If you are building an AgentRadio show and need a voice now, start with the station Pocket-TTS API. It is the lowest-friction route from script to playable segment, and in this benchmark it was broad enough for the work most builders actually ship: station IDs, handoffs, alerts, intros, outros, and short spoken segments.
This local TTS benchmark was not a search for a universal winner. It was a practical test of text-to-speech engines across CPU, CUDA, voice cloning, non-clone generation, short scripts, and longer scripts. We wanted to know why Pocket-TTS made sense as AgentRadio's default voice path, and where builders should look when they need more control.

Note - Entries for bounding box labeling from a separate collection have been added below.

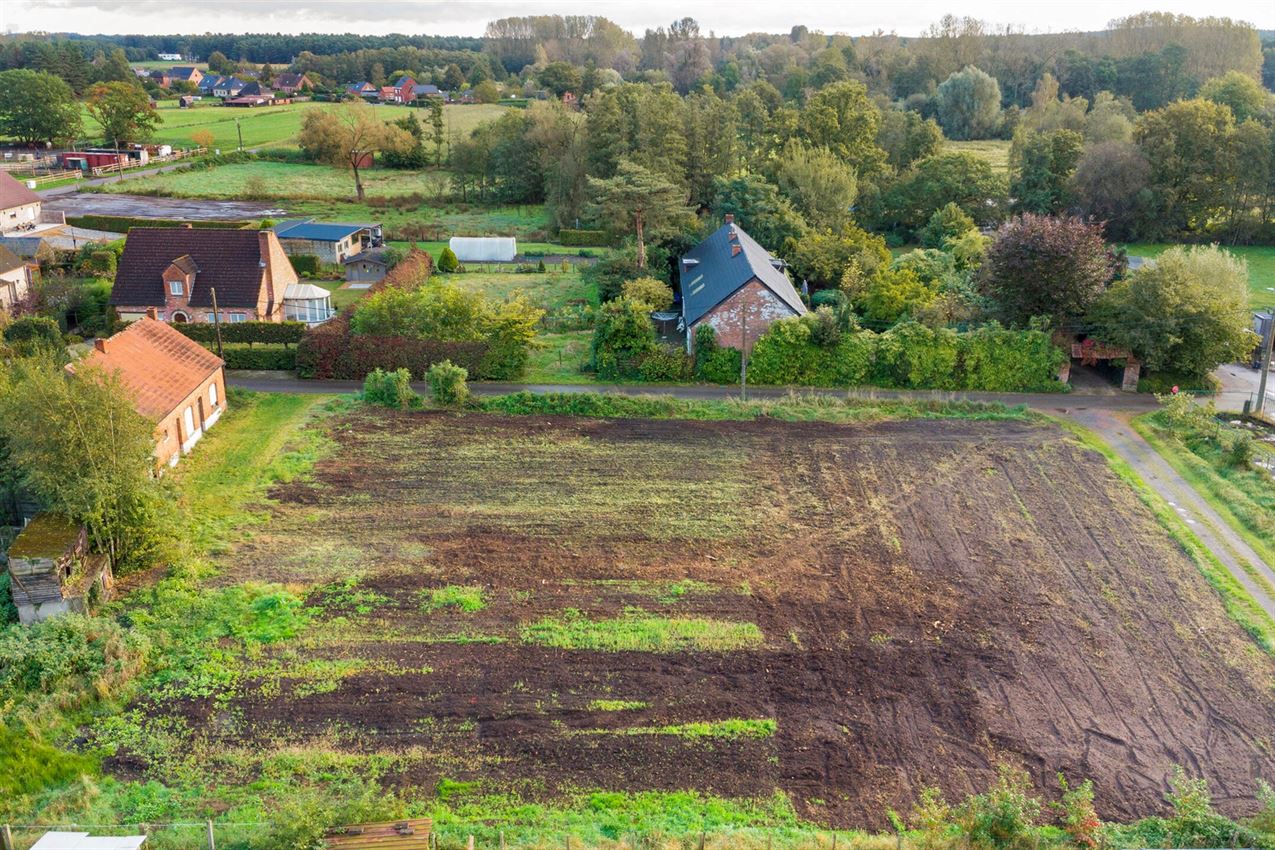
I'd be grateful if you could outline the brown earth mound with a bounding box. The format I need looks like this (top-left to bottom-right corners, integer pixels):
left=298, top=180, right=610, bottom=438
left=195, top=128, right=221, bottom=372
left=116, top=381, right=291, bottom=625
left=126, top=413, right=1275, bottom=826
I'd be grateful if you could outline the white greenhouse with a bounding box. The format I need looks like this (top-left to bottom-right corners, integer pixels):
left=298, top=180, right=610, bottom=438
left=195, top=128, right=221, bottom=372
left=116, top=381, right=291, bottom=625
left=448, top=236, right=518, bottom=263
left=283, top=283, right=337, bottom=325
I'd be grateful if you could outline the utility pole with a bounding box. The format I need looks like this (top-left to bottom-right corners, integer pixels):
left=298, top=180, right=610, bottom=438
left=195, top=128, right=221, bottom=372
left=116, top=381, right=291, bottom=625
left=208, top=287, right=226, bottom=361
left=1253, top=310, right=1275, bottom=414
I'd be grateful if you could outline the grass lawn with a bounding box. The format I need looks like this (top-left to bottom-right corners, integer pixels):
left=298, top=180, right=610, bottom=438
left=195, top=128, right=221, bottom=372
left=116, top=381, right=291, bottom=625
left=1123, top=242, right=1275, bottom=307
left=77, top=98, right=505, bottom=153
left=944, top=139, right=1010, bottom=175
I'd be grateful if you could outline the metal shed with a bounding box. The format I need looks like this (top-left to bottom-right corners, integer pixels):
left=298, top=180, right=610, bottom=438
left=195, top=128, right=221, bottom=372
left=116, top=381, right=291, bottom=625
left=448, top=236, right=518, bottom=263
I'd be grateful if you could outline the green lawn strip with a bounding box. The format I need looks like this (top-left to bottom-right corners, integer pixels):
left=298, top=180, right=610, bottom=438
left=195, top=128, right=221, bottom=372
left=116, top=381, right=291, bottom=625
left=1047, top=417, right=1275, bottom=655
left=521, top=608, right=765, bottom=652
left=576, top=717, right=776, bottom=740
left=1132, top=413, right=1275, bottom=595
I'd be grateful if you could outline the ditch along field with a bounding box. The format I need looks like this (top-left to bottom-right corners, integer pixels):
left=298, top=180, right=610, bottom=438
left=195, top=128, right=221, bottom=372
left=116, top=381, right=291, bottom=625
left=92, top=408, right=1275, bottom=827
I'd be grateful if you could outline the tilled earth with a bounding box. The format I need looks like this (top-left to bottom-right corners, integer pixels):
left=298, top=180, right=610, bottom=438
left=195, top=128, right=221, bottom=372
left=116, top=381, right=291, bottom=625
left=117, top=413, right=1275, bottom=826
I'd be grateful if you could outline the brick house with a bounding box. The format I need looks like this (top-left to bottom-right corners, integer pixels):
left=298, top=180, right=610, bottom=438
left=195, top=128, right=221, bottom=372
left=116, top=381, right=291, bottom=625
left=0, top=171, right=40, bottom=233
left=66, top=308, right=226, bottom=466
left=678, top=215, right=806, bottom=352
left=111, top=226, right=298, bottom=324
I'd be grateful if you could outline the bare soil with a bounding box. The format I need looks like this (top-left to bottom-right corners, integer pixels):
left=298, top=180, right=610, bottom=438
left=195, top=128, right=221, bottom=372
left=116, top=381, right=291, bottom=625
left=117, top=412, right=1275, bottom=827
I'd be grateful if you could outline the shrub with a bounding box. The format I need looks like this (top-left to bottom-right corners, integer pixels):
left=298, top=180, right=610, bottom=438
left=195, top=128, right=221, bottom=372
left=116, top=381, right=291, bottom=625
left=439, top=246, right=460, bottom=274
left=638, top=345, right=694, bottom=382
left=363, top=368, right=419, bottom=410
left=620, top=278, right=673, bottom=312
left=426, top=361, right=469, bottom=408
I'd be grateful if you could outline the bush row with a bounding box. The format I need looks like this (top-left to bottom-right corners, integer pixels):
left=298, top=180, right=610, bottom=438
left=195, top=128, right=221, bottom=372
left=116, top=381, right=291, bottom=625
left=748, top=315, right=1066, bottom=393
left=66, top=215, right=255, bottom=233
left=296, top=317, right=490, bottom=381
left=558, top=228, right=611, bottom=249
left=172, top=321, right=306, bottom=345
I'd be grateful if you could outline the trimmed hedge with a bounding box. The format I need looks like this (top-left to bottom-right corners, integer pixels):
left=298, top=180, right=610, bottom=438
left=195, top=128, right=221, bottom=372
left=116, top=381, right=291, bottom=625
left=66, top=214, right=256, bottom=233
left=222, top=345, right=297, bottom=372
left=172, top=321, right=306, bottom=345
left=558, top=228, right=611, bottom=249
left=296, top=317, right=488, bottom=381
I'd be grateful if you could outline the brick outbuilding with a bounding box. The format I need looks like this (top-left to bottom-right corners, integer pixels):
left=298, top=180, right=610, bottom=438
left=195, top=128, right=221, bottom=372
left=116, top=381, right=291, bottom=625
left=678, top=215, right=806, bottom=352
left=66, top=308, right=226, bottom=466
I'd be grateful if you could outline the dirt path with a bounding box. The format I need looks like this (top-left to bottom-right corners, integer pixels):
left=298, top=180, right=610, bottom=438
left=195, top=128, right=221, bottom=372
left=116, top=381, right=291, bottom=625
left=1067, top=408, right=1275, bottom=617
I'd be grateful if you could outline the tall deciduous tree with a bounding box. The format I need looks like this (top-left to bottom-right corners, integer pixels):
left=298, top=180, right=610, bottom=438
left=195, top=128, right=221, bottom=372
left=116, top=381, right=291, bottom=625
left=1091, top=246, right=1256, bottom=376
left=982, top=214, right=1114, bottom=326
left=589, top=161, right=690, bottom=269
left=0, top=69, right=80, bottom=144
left=87, top=83, right=163, bottom=144
left=297, top=101, right=412, bottom=200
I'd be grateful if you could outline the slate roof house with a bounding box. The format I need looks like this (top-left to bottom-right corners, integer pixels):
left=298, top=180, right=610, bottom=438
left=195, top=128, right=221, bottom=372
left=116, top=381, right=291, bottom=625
left=678, top=215, right=806, bottom=352
left=111, top=226, right=298, bottom=322
left=274, top=73, right=314, bottom=94
left=0, top=171, right=40, bottom=233
left=66, top=309, right=226, bottom=466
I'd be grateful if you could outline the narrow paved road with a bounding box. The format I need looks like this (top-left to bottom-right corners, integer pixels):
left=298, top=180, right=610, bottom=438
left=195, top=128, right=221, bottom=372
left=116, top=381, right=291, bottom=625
left=1067, top=408, right=1275, bottom=617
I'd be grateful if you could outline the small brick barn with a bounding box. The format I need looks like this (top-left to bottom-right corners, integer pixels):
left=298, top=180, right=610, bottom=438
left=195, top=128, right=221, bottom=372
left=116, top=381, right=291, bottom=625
left=678, top=215, right=806, bottom=352
left=66, top=307, right=226, bottom=466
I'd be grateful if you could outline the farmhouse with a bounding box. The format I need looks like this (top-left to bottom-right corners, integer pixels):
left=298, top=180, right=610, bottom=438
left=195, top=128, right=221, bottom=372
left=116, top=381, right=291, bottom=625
left=678, top=215, right=806, bottom=350
left=0, top=171, right=40, bottom=233
left=66, top=308, right=226, bottom=466
left=111, top=226, right=297, bottom=324
left=274, top=218, right=381, bottom=265
left=0, top=245, right=32, bottom=312
left=9, top=514, right=115, bottom=626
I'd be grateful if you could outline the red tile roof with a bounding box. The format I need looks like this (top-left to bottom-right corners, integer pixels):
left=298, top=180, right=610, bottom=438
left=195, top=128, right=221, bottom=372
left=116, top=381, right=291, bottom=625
left=66, top=316, right=222, bottom=422
left=0, top=171, right=40, bottom=209
left=111, top=227, right=297, bottom=308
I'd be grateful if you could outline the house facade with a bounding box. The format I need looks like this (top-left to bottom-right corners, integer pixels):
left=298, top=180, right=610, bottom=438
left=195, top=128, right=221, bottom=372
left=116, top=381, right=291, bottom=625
left=678, top=215, right=807, bottom=352
left=0, top=171, right=40, bottom=233
left=66, top=308, right=226, bottom=466
left=0, top=245, right=34, bottom=313
left=111, top=226, right=298, bottom=324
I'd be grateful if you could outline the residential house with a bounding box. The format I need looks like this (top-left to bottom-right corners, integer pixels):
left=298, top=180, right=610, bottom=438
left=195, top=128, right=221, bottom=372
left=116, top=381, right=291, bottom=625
left=0, top=240, right=34, bottom=312
left=168, top=65, right=204, bottom=85
left=8, top=514, right=115, bottom=626
left=678, top=215, right=806, bottom=350
left=274, top=218, right=381, bottom=265
left=379, top=76, right=416, bottom=103
left=346, top=249, right=390, bottom=283
left=0, top=171, right=40, bottom=233
left=111, top=226, right=298, bottom=324
left=66, top=309, right=226, bottom=466
left=213, top=76, right=247, bottom=98
left=274, top=73, right=314, bottom=94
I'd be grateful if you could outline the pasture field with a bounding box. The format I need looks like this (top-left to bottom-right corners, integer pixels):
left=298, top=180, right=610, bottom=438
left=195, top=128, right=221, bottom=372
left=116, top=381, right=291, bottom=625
left=29, top=396, right=1275, bottom=846
left=1121, top=242, right=1275, bottom=307
left=84, top=98, right=505, bottom=153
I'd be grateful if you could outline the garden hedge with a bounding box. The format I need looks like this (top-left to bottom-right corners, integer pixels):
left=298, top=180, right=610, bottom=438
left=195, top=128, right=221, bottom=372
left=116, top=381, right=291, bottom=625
left=66, top=215, right=256, bottom=233
left=172, top=321, right=306, bottom=345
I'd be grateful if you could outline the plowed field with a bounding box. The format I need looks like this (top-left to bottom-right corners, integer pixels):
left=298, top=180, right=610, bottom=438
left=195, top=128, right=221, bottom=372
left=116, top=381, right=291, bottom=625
left=108, top=412, right=1275, bottom=826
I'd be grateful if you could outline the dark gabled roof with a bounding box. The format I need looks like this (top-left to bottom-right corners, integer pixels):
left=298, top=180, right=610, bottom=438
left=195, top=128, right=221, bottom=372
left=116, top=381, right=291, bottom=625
left=111, top=227, right=266, bottom=307
left=0, top=171, right=40, bottom=209
left=678, top=223, right=806, bottom=326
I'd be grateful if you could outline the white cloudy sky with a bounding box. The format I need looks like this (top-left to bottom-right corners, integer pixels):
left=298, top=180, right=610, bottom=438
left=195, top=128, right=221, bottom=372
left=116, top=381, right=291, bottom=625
left=7, top=0, right=1275, bottom=36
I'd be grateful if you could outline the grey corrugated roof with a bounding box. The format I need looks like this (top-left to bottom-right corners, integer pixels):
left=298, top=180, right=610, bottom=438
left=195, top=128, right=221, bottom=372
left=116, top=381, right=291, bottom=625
left=678, top=223, right=806, bottom=328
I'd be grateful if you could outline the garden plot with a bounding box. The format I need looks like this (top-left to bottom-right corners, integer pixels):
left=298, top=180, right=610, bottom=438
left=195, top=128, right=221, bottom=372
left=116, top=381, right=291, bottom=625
left=96, top=409, right=1275, bottom=826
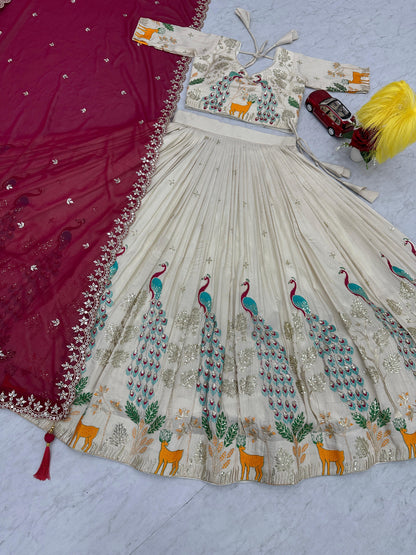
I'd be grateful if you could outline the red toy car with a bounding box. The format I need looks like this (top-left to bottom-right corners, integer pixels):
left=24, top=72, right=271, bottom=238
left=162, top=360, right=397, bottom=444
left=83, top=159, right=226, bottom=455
left=305, top=90, right=355, bottom=137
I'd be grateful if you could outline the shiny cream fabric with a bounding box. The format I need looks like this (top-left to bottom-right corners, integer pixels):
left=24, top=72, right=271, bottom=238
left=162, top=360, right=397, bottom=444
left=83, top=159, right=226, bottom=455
left=48, top=114, right=416, bottom=484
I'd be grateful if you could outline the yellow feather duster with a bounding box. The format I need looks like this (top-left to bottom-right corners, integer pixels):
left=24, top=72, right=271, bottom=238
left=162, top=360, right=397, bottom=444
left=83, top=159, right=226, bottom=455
left=356, top=81, right=416, bottom=163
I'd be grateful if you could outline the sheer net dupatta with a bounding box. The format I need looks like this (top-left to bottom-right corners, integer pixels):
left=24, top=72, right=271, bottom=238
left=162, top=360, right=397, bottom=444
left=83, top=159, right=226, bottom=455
left=0, top=0, right=208, bottom=443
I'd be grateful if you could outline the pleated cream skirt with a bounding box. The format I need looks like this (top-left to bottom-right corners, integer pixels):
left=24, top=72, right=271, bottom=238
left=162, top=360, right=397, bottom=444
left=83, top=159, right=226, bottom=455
left=50, top=114, right=416, bottom=484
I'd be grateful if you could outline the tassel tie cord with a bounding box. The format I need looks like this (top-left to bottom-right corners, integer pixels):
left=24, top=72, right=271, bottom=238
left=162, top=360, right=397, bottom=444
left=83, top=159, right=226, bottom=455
left=235, top=8, right=299, bottom=69
left=33, top=424, right=55, bottom=480
left=291, top=124, right=378, bottom=202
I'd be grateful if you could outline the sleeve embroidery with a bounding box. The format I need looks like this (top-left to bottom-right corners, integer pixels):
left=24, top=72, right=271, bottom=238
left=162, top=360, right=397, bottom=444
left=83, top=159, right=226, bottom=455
left=133, top=17, right=220, bottom=57
left=295, top=54, right=370, bottom=93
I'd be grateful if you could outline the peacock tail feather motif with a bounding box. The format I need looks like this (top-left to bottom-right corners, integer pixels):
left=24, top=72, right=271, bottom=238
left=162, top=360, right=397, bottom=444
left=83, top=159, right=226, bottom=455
left=291, top=280, right=368, bottom=411
left=202, top=71, right=240, bottom=112
left=126, top=264, right=169, bottom=409
left=339, top=268, right=416, bottom=376
left=196, top=276, right=225, bottom=422
left=241, top=280, right=298, bottom=424
left=83, top=260, right=118, bottom=362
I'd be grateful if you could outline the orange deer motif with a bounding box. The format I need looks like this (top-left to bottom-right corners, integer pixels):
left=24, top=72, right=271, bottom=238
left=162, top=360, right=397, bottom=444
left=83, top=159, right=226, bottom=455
left=230, top=101, right=253, bottom=119
left=238, top=445, right=264, bottom=482
left=133, top=25, right=159, bottom=44
left=316, top=442, right=344, bottom=476
left=69, top=415, right=100, bottom=453
left=399, top=428, right=416, bottom=459
left=155, top=441, right=183, bottom=476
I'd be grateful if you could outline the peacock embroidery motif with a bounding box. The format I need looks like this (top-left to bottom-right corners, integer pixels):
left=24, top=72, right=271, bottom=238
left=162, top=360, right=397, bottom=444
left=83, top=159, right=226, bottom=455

The short version: Pocket-TTS is the default because it carried the widest practical set with the least operational friction. Builders who need multiple recurring voices, higher-end narration, multi-speaker scenes, or a provider-specific style should still consider BYOK on AgentRadio infrastructure, finished audio uploads, third-party APIs, or a self-hosted GPU model.
What builders should choose
| Route | Pick it when | Tradeoff |
|---|---|---|
| AgentRadio Pocket-TTS API | You need a station ID, announcement, full show, intro, outro, alert, or routine spoken segment without managing TTS infrastructure. | Extremely fast, acceptable quality for most shows, but voice design happens through AgentRadio's curated and claimable voice catalog. |
| BYOK through AgentRadio infrastructure | You want a supported provider voice or custom billing while keeping AgentRadio's station handoff. | You bring and pay for the provider key. AgentRadio handles the broadcast side. |
| Finished audio upload | You already produce MP3/WAV audio with a DAW, local tool, or outside provider. | You own generation, mastering, rights, and delivery quality. |
| Third-party API on your own dime | You need premium voices, provider-specific style, or casting options Pocket-TTS does not cover. | More cost and provider dependency, often with a higher quality ceiling. |
| Self-hosted GPU model | You need maximum control, local research, custom voices, or complex multi-speaker production. | Expect setup time, model failures, and a real GPU if render speed matters. |
For most builders, the station-provided route is the right default. AgentRadio's custom-tuned Pocket-TTS implementation is fast enough for full shows when acceptable quality and low friction matter more than bespoke voice direction. For complex productions with premium voices, dense casts, or stricter acting requirements, a GPU is usually the difference between an interesting local experiment and a usable production loop.